Schlüsselkennzahlen: Schwingungsamplitude vs. Geschwindigkeit (Wasserfallgrundstück); Resonanzfrequenzidentifikation; kritischer Geschwindigkeitsspielraum (Betriebsgeschwindigkeit muss ≥ sein 20% weg von der ersten kritischen Geschwindigkeit pro ISO 11342); Schallemissionsspektrum bei Höchstgeschwindigkeit (dB(A) bei 1 M).
6. Schnittkraftsimulation (Statische und dynamische Steifigkeit)
Bei der Prüfung der Spindelsteifigkeit werden mithilfe kalibrierter Kraftaktuatoren radiale und axiale Kräfte an der Werkzeugschnittstelle angewendet. Die statische Steifigkeit wird aus Kraft-Weg-Kurven gemessen; dynamische Steifigkeit (Compliance versus Häufigkeit) wird durch Schlaghammer-Modalanalyse oder Swept-Sinus-Anregung gemessen. Hohe dynamische Steifigkeit im Ratterfrequenzbereich (200 Hz – 3 kHz für die meisten Bearbeitungsvorgänge) ist für die Oberflächengüte von entscheidender Bedeutung.
Schlüsselkennzahlen: Statische radiale Steifigkeit an der Werkzeugspitze (N/μm); statische axiale Steifigkeit (N/μm); dynamisches Steifigkeitsminimum im Bereich 200–3.000 Hz; Phasenwinkel bei minimaler dynamischer Steifigkeit (zeigt die Wirksamkeit der Dämpfung an).
Was das für die Prüfstandsauswahl bedeutet
Die Prüfung motorisierter Spindeln kann nicht auf einem Allzweck-Motorprüfstand durchgeführt werden. Die Messsysteme – Submikron-Wegsensoren, 50 kHz-Beschleunigungsmesser, Zwei-Ebenen-Hochgeschwindigkeitsauswuchten – sind Spezialinstrumente, die in präzise mechanische Vorrichtungen integriert werden müssen. Die Eigenresonanzen des Prüfstandes müssen deutlich unterhalb der Spindelmessfrequenzen liegen, oder sie verunreinigen die Ergebnisse.

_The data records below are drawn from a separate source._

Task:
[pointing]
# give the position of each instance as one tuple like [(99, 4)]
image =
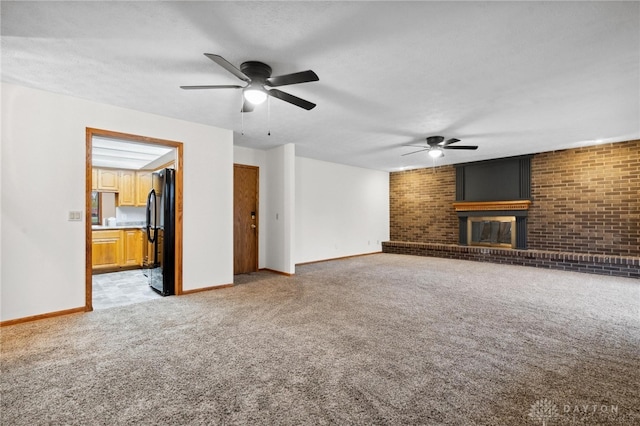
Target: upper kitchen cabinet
[(143, 186), (107, 180), (127, 188)]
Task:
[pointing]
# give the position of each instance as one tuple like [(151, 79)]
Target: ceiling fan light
[(436, 153), (254, 95)]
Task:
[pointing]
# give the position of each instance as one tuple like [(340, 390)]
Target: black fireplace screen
[(498, 231)]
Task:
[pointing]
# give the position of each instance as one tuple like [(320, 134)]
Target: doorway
[(245, 218), (119, 252)]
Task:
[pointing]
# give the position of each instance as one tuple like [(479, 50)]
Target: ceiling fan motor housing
[(257, 71)]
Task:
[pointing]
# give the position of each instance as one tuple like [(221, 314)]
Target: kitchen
[(126, 185)]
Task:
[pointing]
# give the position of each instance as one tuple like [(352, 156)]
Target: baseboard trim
[(42, 316), (338, 258), (199, 290), (286, 274)]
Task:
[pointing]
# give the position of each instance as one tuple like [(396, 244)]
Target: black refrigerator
[(160, 227)]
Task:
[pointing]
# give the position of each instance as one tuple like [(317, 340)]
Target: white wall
[(43, 177), (340, 210)]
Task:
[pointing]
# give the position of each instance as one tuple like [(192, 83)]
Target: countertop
[(122, 226)]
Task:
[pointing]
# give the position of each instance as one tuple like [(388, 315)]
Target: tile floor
[(121, 288)]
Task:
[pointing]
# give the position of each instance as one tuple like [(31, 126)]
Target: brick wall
[(420, 205), (586, 200)]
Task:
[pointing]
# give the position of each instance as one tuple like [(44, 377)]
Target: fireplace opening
[(492, 231)]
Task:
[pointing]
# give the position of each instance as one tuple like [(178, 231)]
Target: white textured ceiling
[(511, 77)]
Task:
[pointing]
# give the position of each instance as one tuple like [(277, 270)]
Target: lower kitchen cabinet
[(114, 249), (106, 249)]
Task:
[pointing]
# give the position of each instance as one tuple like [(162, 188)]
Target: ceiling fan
[(436, 145), (259, 85)]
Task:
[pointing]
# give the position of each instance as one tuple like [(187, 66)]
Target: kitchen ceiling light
[(255, 95), (436, 153)]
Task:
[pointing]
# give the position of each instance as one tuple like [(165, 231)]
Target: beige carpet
[(380, 339)]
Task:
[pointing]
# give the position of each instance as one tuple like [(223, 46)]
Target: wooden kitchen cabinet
[(107, 180), (106, 249), (126, 188), (143, 186)]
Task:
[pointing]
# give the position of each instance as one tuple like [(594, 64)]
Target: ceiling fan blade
[(461, 147), (418, 146), (415, 152), (247, 106), (291, 99), (228, 66), (210, 87), (450, 141), (295, 78)]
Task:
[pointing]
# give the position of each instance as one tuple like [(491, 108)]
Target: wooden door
[(245, 219)]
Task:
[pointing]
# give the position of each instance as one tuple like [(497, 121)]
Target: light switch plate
[(75, 215)]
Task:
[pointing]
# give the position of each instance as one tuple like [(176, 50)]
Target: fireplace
[(493, 223), (492, 231)]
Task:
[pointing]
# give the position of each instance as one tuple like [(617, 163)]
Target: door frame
[(90, 133), (257, 247)]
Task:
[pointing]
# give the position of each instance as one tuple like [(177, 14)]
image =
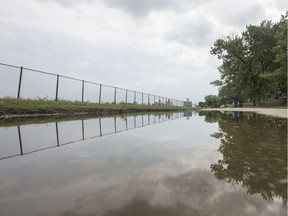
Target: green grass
[(10, 106)]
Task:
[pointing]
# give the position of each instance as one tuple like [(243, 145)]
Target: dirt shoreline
[(280, 113)]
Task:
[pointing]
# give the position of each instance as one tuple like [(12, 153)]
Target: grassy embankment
[(40, 107), (275, 103)]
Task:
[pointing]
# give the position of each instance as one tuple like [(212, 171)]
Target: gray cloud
[(68, 3), (195, 33), (235, 14), (142, 8)]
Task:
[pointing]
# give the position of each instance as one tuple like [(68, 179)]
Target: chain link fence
[(25, 83)]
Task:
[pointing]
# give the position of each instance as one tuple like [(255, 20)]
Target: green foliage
[(254, 64), (212, 101)]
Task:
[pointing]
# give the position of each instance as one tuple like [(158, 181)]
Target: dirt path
[(281, 113)]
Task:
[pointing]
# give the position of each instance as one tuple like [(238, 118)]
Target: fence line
[(115, 92)]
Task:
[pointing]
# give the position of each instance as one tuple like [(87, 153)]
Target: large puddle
[(188, 164)]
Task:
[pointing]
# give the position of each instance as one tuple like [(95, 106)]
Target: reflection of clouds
[(193, 193), (125, 172)]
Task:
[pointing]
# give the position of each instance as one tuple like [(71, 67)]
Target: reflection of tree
[(254, 152)]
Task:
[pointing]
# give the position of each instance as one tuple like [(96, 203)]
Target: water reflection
[(254, 150), (27, 139), (163, 169)]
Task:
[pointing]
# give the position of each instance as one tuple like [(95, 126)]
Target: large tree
[(254, 150), (251, 61)]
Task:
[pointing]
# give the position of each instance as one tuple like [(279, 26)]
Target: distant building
[(187, 103)]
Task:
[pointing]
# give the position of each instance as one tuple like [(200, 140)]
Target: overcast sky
[(155, 46)]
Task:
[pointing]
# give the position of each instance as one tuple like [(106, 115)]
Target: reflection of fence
[(19, 82), (27, 139)]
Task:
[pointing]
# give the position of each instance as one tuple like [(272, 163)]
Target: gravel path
[(281, 113)]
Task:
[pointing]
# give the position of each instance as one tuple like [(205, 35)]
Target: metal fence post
[(20, 140), (100, 91), (20, 81), (57, 87), (148, 99), (83, 90), (115, 95)]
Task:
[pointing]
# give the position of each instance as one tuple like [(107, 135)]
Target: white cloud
[(159, 47)]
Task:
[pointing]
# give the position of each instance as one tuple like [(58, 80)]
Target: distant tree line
[(254, 64)]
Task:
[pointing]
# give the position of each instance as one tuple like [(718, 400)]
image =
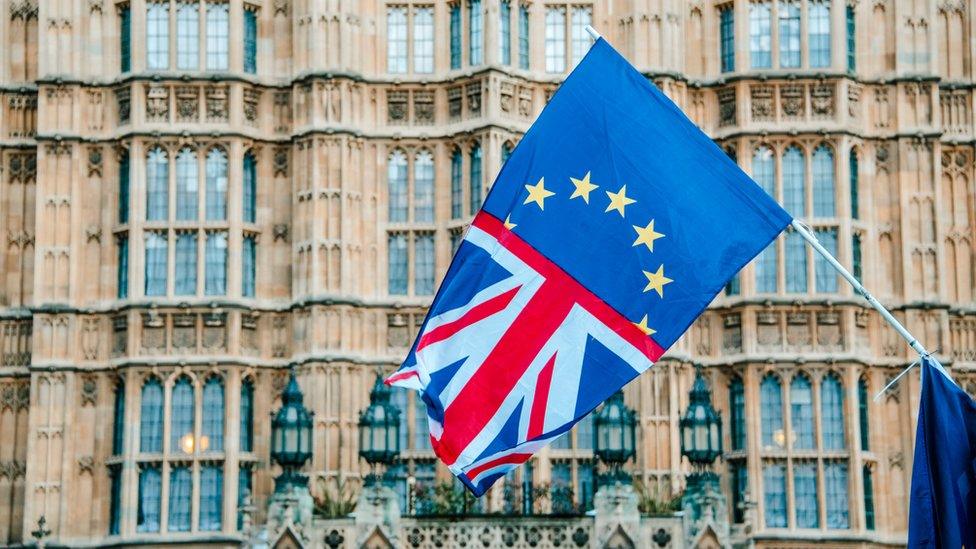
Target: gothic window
[(250, 184), (396, 39), (180, 496), (832, 412), (188, 36), (157, 35), (213, 416), (157, 248), (475, 179), (771, 404), (475, 39), (249, 265), (181, 416), (186, 263), (819, 31), (555, 39), (423, 187), (187, 186), (150, 499), (727, 37), (250, 41), (157, 185), (218, 36), (216, 185), (789, 34), (456, 183), (505, 32), (801, 412), (760, 35), (247, 416), (397, 182), (216, 263)]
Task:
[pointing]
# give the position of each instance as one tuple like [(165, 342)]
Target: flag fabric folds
[(611, 227), (942, 511)]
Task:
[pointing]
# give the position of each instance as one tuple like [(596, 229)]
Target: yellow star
[(647, 235), (583, 187), (538, 193), (644, 327), (656, 281), (619, 200)]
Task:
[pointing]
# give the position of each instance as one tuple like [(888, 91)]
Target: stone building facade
[(197, 194)]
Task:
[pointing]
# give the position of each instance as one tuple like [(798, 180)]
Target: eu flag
[(611, 227), (943, 500)]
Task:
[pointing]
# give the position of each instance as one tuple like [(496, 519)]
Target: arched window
[(216, 185), (157, 185), (250, 188), (823, 182), (832, 412), (397, 181), (181, 417), (456, 191), (771, 401), (737, 424), (801, 412), (475, 182), (247, 416), (213, 415), (151, 417), (794, 173), (187, 191), (423, 187)]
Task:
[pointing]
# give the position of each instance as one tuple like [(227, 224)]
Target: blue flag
[(943, 501), (611, 227)]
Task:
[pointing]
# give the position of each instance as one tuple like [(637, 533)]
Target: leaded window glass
[(801, 412), (187, 189), (505, 32), (181, 416), (555, 39), (180, 497), (423, 40), (835, 484), (150, 499), (818, 26), (249, 264), (805, 494), (216, 185), (397, 182), (186, 264), (151, 417), (832, 412), (218, 36), (423, 187), (250, 188), (211, 497), (475, 179), (157, 185), (774, 494), (789, 34), (474, 32), (188, 36), (423, 264), (157, 35), (760, 35), (216, 264), (771, 403), (397, 264), (396, 39), (156, 263), (213, 415)]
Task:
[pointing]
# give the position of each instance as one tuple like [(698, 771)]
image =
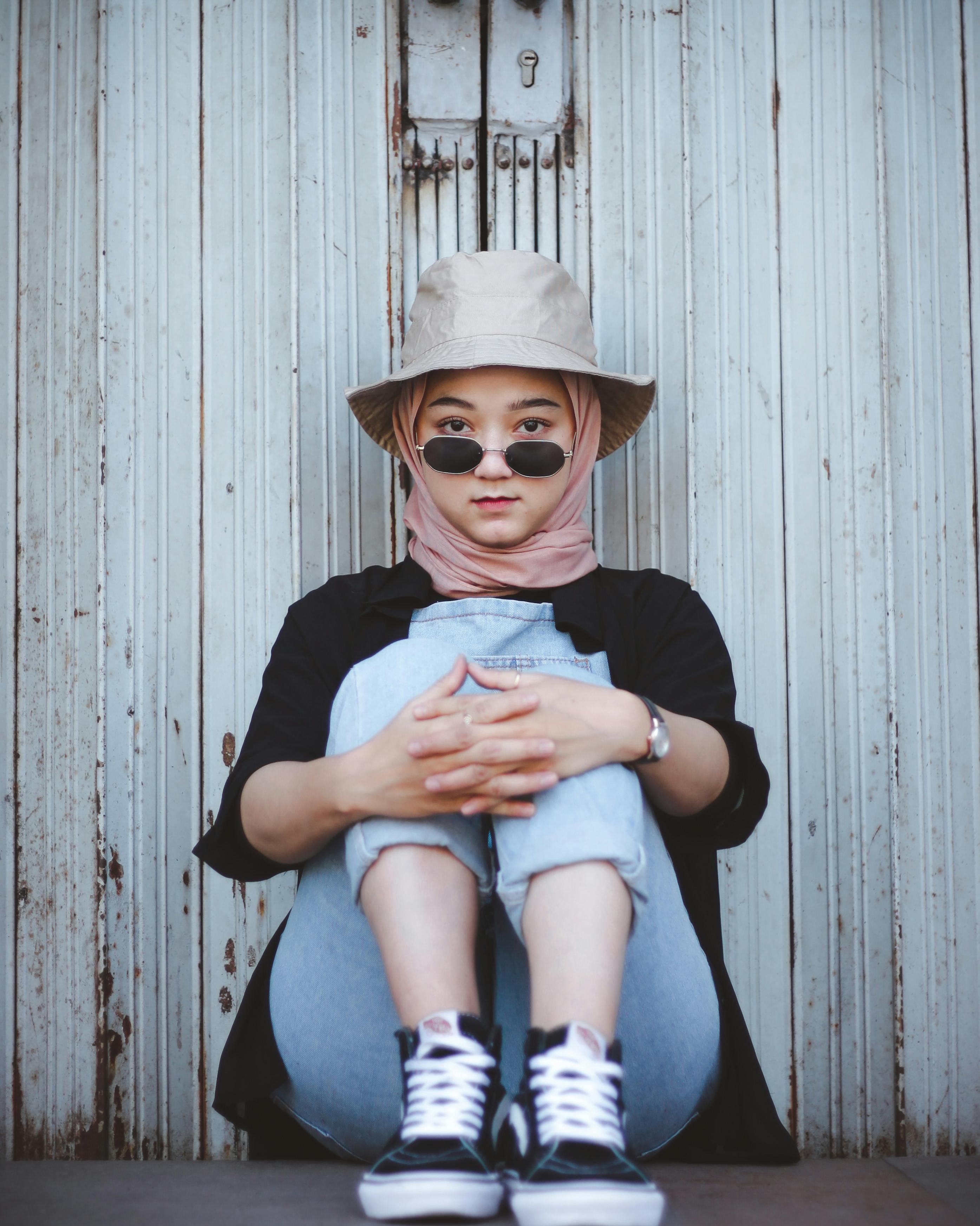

Für Spindelhersteller, die Produktionstestkapazitäten aufbauen, Die entscheidende Frage ist, welche Tests durchgeführt werden 100% in der Produktion (Auslaufen, Grundschwingung, Temperatur) im Gegensatz dazu werden anhand von Annahmeproben durchgeführt (vollständige Wärmekarte, dynamische Steifigkeit, Lagerdiagnose). Die Zykluszeit im Vergleich zur Testgründigkeit bestimmt das Design des Produktionstestsystems.
Unser Ingenieurteam hat Hochgeschwindigkeits-Spindelprüfsysteme für Werkzeugmaschinenhersteller und Hersteller von Präzisionskomponenten für die Luft- und Raumfahrtindustrie entwickelt. Wenn Sie oben einen Prüfstand für Spindeln angeben 20,000 U/min, Kontaktieren Sie uns um die Instrumentierungsbandbreite zu besprechen, Vorrichtungsdesign, und Automatisierungsanforderungen.